We could hear the waves and we could smell the ocean as the sun watched us slide down the tall bluff.

We scraped the bottoms of our feet, dragging our towels through the hard clay. Rocks hurt our pinky toes. Behind us our parents brought sandwiches in tin foil and bigger blankets, bits of home that we slid from as fast as we could. But for a moment we were all of us on the bluff, spread out and watched by the chandelier sun. We heard “slow down!” and we delighted in the danger we were making.

At the bottom we lifted to standing and ran the rest of the way, our feet on shell pieces and pebbles until the soft sand. We dropped our dirty towels and stood before the churning.

“Wait for us!” from the bluff.

The ocean was curling high and crashing down into white foam. When a wave flattened out we took our cue and ran in and went under. Sound was gone and we opened our eyes to the salty sunny green, but there was foamy commotion above. I knew to brace myself. We held our breath and closed our eyes, tossed in a washing machine, bouncing and scraping against the sandy bottom. I rolled until I stood in the white foam. We all brushed the hair from our faces and ran back in.

Soon we were hungry. We stood eating sandwiches from tin foil, peanut butter on our teeth as our parents spoke on the blanket:

“So how did you sleep last night?” asked my mother.

My aunt sat up straighter. She hugged her knees.

“Well, you know,” she said, “nothing…great.”

My mother was watching her. I could see she was thinking something. She looked worried.

“You didn’t sleep well?” said my mother. “I didn’t sleep well.”

“You didn’t sleep well?” said my aunt.

They were looking at each other.

“I guess I can tell you,” said my aunt. “You’re a nurse. We’re friends.”

“What?” said my mother. “Was something wrong? Did something happen?”
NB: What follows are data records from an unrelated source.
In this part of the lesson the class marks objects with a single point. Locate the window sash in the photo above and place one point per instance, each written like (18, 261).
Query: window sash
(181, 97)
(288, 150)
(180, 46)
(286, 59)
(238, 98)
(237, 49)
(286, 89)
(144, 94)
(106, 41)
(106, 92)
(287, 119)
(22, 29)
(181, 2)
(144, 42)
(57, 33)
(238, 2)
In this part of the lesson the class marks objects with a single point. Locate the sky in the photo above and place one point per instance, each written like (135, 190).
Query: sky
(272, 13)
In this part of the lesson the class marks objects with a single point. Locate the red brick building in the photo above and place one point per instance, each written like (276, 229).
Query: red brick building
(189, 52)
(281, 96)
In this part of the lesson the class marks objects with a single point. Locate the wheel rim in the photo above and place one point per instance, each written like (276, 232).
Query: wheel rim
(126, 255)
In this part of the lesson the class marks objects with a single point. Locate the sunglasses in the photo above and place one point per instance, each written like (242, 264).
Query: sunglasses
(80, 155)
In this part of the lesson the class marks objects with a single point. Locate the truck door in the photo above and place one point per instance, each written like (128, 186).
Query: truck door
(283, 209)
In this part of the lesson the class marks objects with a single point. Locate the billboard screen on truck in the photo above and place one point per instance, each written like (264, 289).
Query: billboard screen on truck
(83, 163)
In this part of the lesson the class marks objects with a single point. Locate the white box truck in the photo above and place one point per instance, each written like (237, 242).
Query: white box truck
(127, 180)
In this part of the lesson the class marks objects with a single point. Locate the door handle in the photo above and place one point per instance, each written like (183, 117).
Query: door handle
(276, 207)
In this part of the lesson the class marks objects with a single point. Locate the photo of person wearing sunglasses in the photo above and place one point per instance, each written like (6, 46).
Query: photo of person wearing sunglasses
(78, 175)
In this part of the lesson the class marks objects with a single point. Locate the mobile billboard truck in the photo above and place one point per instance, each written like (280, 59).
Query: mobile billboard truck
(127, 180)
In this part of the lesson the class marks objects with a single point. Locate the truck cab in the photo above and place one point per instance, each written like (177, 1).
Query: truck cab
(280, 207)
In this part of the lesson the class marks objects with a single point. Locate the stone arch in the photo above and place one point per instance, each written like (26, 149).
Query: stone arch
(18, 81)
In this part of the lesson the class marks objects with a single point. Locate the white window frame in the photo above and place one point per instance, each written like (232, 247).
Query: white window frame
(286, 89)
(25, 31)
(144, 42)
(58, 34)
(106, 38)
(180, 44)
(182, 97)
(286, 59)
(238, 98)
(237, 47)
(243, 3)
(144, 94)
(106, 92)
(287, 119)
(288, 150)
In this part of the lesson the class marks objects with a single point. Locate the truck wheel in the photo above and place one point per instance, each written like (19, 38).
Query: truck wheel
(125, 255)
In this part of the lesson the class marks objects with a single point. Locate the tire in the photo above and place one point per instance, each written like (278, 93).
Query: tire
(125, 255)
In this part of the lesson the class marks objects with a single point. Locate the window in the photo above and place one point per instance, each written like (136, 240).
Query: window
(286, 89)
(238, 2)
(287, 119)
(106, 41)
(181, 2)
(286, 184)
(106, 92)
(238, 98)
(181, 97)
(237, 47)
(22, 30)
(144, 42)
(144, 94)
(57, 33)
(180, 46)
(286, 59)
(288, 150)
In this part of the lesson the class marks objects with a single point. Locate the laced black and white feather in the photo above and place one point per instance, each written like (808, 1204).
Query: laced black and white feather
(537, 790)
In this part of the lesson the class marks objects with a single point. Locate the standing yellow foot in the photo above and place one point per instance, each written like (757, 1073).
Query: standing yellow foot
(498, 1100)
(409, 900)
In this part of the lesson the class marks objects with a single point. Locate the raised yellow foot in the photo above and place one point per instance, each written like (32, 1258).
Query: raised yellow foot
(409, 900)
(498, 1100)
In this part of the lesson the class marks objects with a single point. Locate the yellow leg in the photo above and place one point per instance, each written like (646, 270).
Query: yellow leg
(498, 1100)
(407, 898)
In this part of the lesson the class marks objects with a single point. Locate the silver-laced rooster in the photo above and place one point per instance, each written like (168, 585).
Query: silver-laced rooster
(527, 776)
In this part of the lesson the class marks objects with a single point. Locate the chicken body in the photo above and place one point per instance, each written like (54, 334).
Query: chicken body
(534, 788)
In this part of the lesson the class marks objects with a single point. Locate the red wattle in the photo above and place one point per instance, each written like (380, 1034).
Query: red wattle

“Well, yes,” said my aunt. She took a deep breath. “I was sound asleep and something…punched me in the middle of the back. Nobody was standing there.”

We chewed.

Oh my gosh!” said my mother. “Pete, did you hear what she just said? I used those same words! The same thing happened to me!”

“You had a punch?” said my aunt.

“In the middle of my back! I used the same words! That’s exactly how I described it! ‘A fist punched me in the middle of my back’!”

“And nobody was there!”

“Nobody was there! We looked! Pete looked everywhere.”

“So did we! Is that why you guys were so quiet this morning at coffee?”

“Yes!”

“The same thing happened to you?”

Yes!”

Our mothers were staring at each other, in disbelief. We took bites, chewed. Our fathers were laughing, but it wasn’t a happy laugh.

“Maybe it was a ghost,” said my father. “Let’s name the ghost Grace after that character in Jane Eyre.”’

Our mothers were both frowning. This wasn’t funny to them.

“It was such a strange way to start our vacation yesterday,” said my mother. “Did you hear what that woman said as she left?”

“Yes! She said, ‘You can have this house.’

My uncle laughed.

You weren’t punched in the middle of the night,” said my aunt. “That was a real punch. I felt the knuckles. Nobody was standing there. And now Carroll, too?”

We crumpled our empty tin foil and handed it to our mothers, standing closer to them.

Our parents realized we were listening. They came out of their conversation and stared at us.

We ran back to the ocean.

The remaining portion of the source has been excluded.